Neuroendocrine tumors are uncommon tumors that are histopathologically and biologically heterogeneous and include the multiple endocrine neoplasia (MEN) 1 and 2 syndromes. The morbidity of MEN-1 and ...MEN-2 is often due to the symptomatology of the endocrine hormones produced, and the mortality mainly occurs from hepatic dysfunction incurred by liver metastases.

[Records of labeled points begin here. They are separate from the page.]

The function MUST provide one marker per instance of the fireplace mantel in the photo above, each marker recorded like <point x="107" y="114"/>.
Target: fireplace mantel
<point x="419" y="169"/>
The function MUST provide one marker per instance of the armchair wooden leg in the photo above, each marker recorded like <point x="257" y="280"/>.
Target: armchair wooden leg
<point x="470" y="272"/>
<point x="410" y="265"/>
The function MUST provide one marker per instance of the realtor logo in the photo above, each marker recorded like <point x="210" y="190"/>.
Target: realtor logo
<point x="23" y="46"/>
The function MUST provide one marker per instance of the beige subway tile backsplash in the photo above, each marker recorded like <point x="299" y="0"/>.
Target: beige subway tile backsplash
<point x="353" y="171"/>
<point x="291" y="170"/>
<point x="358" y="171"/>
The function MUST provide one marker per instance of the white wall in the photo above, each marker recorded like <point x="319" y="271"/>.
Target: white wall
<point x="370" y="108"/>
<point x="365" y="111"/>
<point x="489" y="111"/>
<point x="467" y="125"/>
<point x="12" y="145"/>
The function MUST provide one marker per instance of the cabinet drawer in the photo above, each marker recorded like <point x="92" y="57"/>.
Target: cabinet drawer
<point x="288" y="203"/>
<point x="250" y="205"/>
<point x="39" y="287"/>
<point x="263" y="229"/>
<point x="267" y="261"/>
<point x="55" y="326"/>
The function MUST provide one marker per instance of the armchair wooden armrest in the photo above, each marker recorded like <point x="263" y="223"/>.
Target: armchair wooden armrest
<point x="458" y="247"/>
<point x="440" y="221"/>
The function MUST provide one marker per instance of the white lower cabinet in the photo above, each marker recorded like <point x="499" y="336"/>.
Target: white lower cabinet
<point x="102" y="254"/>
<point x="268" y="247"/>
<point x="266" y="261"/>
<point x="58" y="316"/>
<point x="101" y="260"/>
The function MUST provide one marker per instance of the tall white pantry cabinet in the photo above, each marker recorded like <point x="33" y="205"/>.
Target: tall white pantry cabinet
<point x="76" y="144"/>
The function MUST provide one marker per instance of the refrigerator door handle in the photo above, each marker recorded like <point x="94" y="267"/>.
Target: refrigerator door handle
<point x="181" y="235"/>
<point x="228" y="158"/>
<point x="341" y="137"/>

At present, there is essentially no effective cure once the tumor has metastasized to the liver.
We present a patient with progressive, metastatic MEN-1 with the classic '3 P's' triad of neuroendocrine tumor of the pancreas, parathyroid adenoma and a pituitary adenoma.
After progression on high-dose Sandostatin LAR (60 mg/month) and multiple surgeries, the patient had a partial response (40% decrease) to a novel regimen of capecitabine and temozolomide (CAPTEM) and progression-free survival of 18 months. He had minor grade 1 toxicities and no grade 2, 3 or 4 toxicities.
The history and treatment options for MEN-1/2 cancers are reviewed, as well as the data behind our novel regimen, CAPTEM.
The CAPTEM regimen is a tolerable, safe, easy to administer oral regimen with possible efficacy for MEN-1 tumors.